Microsoft, Redmond, WA
Azure Big Data Engineer
- Created Pipelines in ADF using Linked Services/Datasets/Pipeline/ to Extract, Transform and load data from different sources like Azure SQL, Blob storage, Azure SQL Data warehouse, write-back tool and backwards.
- Developed Spark applications using Scala and Spark-SQL for data extraction, transformation and aggregation from multiple file formats for analyzing & transforming the data to uncover insights into the customer usage patterns.
- Responsible for estimating the cluster size, monitoring and troubleshooting of the Hadoop cluster.
- Used Zeppelin, Jupyter notebooks and Spark-Shell to develop, test and analyze Spark jobs before Scheduling Customized Spark jobs.
- Undertake data analysis and collaborated with down-stream, analytics team to shape the data according to their requirement.
- Experienced in performance tuning of Spark Applications for setting right Batch Interval time, correct level of Parallelism and memory tuning.
- To meet specific business requirements wrote UDF’s in Scala and Store procedures.
- For Log analytics and for better query response used Kusto Explorer.
- Replaced the existing MapReduce programs and Hive Queries into Spark application using Scala.
- Deployed and tested (CI/CD) our developed code using Visual Studio Team Services (VSTS).
- Conducting code reviews for team members to ensure proper test coverage and consistent code standards.
- Responsible for documenting the process and cleanup of unwanted data.
- Responsible for Ingestion of Data from Blob to Kusto and maintaining the PPE and PROD pipelines.
- Expertise in creating HDInsight cluster and Storage Account with End-to-End environment for running the jobs.
- Developed Json Scripts for deploying the Pipeline in Azure Data Factory (ADF) that process the data using the Cosmos Activity.
- Hands-on experience on developing PowerShell Scripts for automation purpose.
- Created Build and Release for multiple projects (modules) in production environment using Visual Studio Team Services (VSTS).
- Experience in using ScalaTest Funsuite Framework for developing Unit Tests cases and Integration testing.
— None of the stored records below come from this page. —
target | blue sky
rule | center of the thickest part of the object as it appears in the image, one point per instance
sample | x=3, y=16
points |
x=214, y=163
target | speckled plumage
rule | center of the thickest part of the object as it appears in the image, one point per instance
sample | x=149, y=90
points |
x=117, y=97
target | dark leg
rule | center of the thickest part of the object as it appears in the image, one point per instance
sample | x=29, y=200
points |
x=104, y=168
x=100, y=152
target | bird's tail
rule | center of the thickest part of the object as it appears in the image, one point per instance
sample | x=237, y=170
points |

- Hands on experience in working on Spark SQL queries, Data frames, and import data from Data sources, perform transformations; perform read/write operations, save the results to output directory into HDFS.
- Involved in running the Cosmos Scripts in Visual Studio 2017/2015 for checking the diagnostics.
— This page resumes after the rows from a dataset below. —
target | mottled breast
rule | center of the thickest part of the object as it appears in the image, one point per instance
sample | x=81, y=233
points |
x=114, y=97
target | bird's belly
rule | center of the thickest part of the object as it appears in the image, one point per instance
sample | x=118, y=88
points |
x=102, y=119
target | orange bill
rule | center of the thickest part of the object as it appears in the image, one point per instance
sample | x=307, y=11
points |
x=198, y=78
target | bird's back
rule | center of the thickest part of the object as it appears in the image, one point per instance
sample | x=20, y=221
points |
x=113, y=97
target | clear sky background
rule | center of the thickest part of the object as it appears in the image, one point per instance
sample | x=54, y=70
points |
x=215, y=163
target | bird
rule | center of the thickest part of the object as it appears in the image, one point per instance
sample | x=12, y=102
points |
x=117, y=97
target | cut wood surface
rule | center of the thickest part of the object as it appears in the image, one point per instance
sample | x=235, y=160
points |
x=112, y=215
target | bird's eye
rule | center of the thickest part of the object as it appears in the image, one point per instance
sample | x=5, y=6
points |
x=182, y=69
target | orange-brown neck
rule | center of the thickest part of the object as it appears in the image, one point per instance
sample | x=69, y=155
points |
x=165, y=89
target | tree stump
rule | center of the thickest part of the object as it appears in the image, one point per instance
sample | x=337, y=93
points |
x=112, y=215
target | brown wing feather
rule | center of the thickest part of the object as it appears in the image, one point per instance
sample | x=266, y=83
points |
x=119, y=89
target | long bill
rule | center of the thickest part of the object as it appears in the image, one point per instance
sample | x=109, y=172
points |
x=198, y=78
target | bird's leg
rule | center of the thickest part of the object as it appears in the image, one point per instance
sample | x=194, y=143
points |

- Worked in Agile development environment in sprint cycles of two weeks by dividing and organizing tasks.
Environment: Hadoop, MapReduce, HDFS, Pig, Hive, Spark, Kafka, IntelliJ, Cosmos, Sbt, Zeppelin, YARN, Scala, SQL, Git.
SQL Server/BI Developer
- Responsible for requirement gathering from business to create package specs.
- Installing and Configuring SQL server 2008.
- Create Entity Relationship (ER) Diagrams to the proposed database.
- Generated complex stored procedures and functions for better performance and flexibility.
- Designed logical and physical database structure to facilitate analysis of data from both operational and customer perspectives.
- Extensively used Joins and sub-queries for complex queries involving multiple tables from different databases.
- Responsible for creating Databases, Tables, Cluster/Non-Cluster Index, Unique/Check Constraints Views, Stored Procedures, Triggers, Rules and Defaults.
- Creating functions and developing procedures for implementing application functionality at the database side for performance improvement.
- Built and maintained SQL scripts, indexes, and complex queries for data analysis and extraction.
- Performance tuning of SQL queries and stored procedures.
- Perform fundamental tasks related to the design, construction, monitoring, and maintenance of Microsoft SQL databases.